Saba whistled low. “James fucking Holden. You’ll no believe how much I’ve heard about you.”
“All good, I hope?” Holden said, walking forward, oblivious to the tension in the room. Or maybe choosing to ignore it. It was always hard to tell with him. “You’ve met my old crew already?”
“You crew?” Saba said, then looked at Bobbie as if seeing her for the first time. He laughed. “Savvy I did. Well, then. Welcome to the underground.”
She smiled, but something ugly plucked at her guts.
Chapter Nineteen: Drummer
The image was grainy, the sound almost as much noise as signal. Half a dozen encryption layers poured on and then stripped back out left their artifacts in the flattened audio and near-false colors. Drummer’s heart softened all the same, because there in the middle of it—unmistakably—was Saba. His eyes had the little puff at the lower lid that he got when he was tired, but his smile was luminous.
“No savvy you how good it was to get your message, Cami,” he said. “Heart outside my body, you are. And no one better than us two to be where we’re sitting.”

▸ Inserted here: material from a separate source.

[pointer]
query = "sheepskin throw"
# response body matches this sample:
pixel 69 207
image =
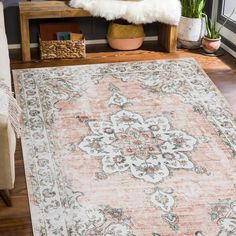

“I love you too,” she told the screen, but only because no one else was in her office.
Avasarala’s covert contacts had come through faster than Drummer had hoped. That they’d come through at all was something of a shock. She had been willing to believe the old woman was overstating her powers, claiming a level of influence that retirement and age had long since taken from her. But here was evidence that, whatever else she was, Chrisjen Avasarala wasn’t completely full of shit. Saba had burrowed deep into Medina Station like a tick, making connections with as many union operatives as he safely could. And by union, more often than not, he meant OPA.